Clinical effectiveness
The evidence from the RAMP-201 cohort indicates a confirmed objective response rate (ORR) of 44% in 57 adults with KRAS-mutated recurrent low-grade serous ovarian cancer. However, the lack of a head-to-head comparison against standard of care (SOC) limits the ability to conclude superiority. The FDA’s accelerated approval based on ORR and duration of response (DOR) suggests some efficacy, but the absence of comparative data against SOC results in a B++ rating.
Cost effectiveness
There is no published cost-utility analysis or incremental cost-effectiveness ratio (ICER) for the combination of avutometinib and defactinib. The only cost information available is the wholesale acquisition cost (WAC) of $48,500, which does not provide sufficient evidence for cost-effectiveness. Therefore, a C rating is warranted.
Quality of life
No HRQoL data or validated measurement instruments were reported for the RAMP-201 cohort. Although the RAMP-301 trial plans to collect HRQoL data using validated tools, the absence of any reported HRQoL outcomes in the current evidence leads to a C rating.
Supporting Domains
Safety and Adverse Effects
The FDA label reports a range of adverse reactions, with the most common being nausea (74%), diarrhea (68%), and fatigue (72%). Serious adverse reactions occurred in 32% of patients, with a fatality rate of 3.6%. Despite these concerns, the overall safety profile is manageable, leading to a rating of A+.
Comparator Selection
The RAMP-201 trial was a single-arm study without a direct comparator to SOC, which limits the ability to assess comparative efficacy. The upcoming RAMP-301 trial is designed to compare the combination against SOC, but currently, the lack of head-to-head data results in a B++ rating.

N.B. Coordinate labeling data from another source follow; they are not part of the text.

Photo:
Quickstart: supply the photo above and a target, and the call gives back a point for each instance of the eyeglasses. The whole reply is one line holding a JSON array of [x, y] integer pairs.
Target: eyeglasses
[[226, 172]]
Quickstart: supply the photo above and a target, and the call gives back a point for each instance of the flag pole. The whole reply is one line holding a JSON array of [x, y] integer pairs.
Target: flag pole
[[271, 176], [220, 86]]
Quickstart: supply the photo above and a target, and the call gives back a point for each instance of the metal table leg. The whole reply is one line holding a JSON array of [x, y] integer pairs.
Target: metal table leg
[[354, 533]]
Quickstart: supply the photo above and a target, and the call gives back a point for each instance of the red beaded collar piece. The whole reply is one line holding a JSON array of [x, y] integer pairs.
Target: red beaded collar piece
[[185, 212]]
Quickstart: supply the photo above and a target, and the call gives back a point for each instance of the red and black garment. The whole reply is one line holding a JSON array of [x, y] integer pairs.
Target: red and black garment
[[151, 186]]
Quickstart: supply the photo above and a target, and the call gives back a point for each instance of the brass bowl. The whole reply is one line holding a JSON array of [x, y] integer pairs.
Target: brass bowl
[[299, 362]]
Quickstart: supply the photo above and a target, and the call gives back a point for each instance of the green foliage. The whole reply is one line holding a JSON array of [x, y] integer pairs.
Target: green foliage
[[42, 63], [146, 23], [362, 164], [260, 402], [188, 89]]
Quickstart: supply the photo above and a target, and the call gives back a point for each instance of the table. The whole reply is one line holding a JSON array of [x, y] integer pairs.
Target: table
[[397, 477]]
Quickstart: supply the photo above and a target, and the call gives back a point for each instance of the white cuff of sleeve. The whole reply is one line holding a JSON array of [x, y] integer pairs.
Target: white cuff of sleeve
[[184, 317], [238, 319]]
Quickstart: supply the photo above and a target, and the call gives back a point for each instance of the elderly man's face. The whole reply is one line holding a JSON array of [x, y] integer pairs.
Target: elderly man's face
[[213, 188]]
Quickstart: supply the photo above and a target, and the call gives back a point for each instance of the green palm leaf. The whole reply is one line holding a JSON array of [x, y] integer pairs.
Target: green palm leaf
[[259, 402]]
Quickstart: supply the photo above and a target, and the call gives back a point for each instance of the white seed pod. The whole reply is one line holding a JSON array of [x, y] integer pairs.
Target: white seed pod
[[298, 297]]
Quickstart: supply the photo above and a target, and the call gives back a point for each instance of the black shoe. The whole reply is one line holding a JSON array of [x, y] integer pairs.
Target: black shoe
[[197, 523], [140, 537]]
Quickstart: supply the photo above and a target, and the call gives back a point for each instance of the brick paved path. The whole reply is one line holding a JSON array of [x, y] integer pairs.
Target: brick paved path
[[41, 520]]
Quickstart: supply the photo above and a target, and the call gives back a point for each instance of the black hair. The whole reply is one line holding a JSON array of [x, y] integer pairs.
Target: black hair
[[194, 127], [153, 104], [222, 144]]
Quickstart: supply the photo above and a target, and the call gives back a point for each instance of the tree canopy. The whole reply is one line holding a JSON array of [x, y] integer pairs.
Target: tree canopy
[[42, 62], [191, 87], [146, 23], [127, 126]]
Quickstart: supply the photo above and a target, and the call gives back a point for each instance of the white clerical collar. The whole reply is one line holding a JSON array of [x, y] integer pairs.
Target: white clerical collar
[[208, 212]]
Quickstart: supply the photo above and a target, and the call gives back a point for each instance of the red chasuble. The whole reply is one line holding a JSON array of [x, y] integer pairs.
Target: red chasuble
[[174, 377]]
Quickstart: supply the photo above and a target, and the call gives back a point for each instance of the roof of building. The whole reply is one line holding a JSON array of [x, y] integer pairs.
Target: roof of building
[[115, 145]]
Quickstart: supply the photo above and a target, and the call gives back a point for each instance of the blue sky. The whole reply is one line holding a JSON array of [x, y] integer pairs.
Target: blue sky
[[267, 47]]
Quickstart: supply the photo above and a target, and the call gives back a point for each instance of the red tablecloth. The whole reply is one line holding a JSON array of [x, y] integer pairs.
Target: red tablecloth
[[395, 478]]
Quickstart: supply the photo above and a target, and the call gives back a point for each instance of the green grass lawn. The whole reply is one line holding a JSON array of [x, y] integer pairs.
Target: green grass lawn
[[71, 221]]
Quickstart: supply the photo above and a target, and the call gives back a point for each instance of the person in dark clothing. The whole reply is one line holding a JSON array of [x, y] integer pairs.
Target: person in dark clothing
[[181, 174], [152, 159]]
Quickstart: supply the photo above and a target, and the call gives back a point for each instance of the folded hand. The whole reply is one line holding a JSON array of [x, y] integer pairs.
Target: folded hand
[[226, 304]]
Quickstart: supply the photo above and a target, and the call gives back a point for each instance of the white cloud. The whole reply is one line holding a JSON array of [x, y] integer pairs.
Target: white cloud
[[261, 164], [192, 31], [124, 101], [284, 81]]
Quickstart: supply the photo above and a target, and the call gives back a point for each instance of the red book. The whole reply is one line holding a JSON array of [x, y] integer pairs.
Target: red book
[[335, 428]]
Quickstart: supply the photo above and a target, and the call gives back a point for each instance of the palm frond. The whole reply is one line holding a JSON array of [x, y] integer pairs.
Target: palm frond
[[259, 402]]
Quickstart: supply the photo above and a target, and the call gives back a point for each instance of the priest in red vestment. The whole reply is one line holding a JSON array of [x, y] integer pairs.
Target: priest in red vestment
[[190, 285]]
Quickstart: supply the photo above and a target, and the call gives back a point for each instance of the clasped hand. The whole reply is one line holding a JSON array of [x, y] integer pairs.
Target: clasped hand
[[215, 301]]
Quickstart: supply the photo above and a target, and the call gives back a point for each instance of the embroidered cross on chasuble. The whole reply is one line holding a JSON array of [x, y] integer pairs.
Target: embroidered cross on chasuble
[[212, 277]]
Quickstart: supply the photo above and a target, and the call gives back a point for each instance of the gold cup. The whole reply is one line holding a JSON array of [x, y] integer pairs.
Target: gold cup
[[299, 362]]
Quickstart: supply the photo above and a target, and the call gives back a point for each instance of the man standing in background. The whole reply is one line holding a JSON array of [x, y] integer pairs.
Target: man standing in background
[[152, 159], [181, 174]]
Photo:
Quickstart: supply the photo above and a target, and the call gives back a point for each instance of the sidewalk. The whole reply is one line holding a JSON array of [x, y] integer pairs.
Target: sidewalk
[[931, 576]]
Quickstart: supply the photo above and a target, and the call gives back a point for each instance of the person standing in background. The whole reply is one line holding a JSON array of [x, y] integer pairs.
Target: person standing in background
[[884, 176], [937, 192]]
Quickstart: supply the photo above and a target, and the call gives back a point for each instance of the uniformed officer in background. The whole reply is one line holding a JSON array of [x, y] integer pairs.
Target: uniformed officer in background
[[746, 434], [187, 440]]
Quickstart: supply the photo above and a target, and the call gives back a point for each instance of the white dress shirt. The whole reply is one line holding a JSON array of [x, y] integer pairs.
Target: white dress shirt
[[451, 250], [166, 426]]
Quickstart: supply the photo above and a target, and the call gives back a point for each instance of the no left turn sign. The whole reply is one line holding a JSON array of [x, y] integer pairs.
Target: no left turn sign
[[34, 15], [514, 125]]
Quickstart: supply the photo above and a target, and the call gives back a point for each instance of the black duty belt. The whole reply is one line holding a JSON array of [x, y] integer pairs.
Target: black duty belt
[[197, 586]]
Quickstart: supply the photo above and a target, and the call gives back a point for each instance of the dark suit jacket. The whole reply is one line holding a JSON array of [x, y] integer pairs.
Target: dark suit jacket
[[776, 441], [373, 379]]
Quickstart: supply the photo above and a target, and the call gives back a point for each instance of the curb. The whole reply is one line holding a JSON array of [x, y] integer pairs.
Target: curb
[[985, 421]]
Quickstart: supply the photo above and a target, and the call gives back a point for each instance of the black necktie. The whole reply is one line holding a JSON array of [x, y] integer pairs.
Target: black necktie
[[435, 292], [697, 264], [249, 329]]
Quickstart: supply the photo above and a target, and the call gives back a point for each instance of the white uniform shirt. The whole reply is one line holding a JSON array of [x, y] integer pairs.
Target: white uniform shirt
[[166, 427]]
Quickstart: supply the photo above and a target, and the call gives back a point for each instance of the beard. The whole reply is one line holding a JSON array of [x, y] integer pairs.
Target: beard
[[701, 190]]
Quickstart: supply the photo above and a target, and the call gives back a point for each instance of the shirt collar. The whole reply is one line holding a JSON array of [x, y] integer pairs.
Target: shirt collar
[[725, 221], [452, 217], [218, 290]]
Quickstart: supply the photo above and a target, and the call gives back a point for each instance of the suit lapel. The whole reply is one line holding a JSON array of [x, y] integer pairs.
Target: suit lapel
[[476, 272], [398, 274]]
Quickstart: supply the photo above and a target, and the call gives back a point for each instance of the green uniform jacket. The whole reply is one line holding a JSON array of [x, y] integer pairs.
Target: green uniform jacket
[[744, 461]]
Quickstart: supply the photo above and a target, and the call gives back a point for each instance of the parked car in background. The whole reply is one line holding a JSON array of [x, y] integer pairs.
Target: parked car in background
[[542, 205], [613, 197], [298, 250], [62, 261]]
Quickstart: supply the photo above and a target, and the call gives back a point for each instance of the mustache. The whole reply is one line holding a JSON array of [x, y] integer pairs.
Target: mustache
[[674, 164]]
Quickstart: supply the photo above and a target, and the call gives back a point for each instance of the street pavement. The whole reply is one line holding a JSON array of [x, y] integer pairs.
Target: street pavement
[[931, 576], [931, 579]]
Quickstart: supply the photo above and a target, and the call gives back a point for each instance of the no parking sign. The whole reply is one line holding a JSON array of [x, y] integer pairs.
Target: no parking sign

Patient Population and Subgroups
The trial population is well-defined, including 57 adults with measurable KRAS-mutated recurrent LGSOC. However, the representativeness may be limited due to specific exclusion criteria. Overall, the population is adequately characterized, leading to an A rating.
Care Pathway Integration
The treatment can be integrated into existing pathways with minor adjustments, as it involves oral administration of both agents. The monitoring requirements are clearly defined, indicating that integration into clinical practice is feasible with manageable changes.
Resource Use and Cost Implications
The WAC of $48,500 is known, but there are no detailed analyses of the broader resource implications or budget impact. The lack of comprehensive cost data leads to a B rating, indicating potential concerns about affordability.
Evidence Quality and Robustness
The evidence is primarily derived from a single-arm phase 2 trial with no head-to-head comparisons. While the trial design is acceptable, the reliance on a single study and the pending confirmatory trial introduce some uncertainty, resulting in a B++ rating.
Uncertainty, Sensitivity, and Broader Impacts
There are notable uncertainties regarding the long-term clinical benefit and cost-effectiveness due to the lack of comparative data and pending confirmatory trials. While the trial design includes plans for interim analysis, the overall uncertainty leads to a B+ rating.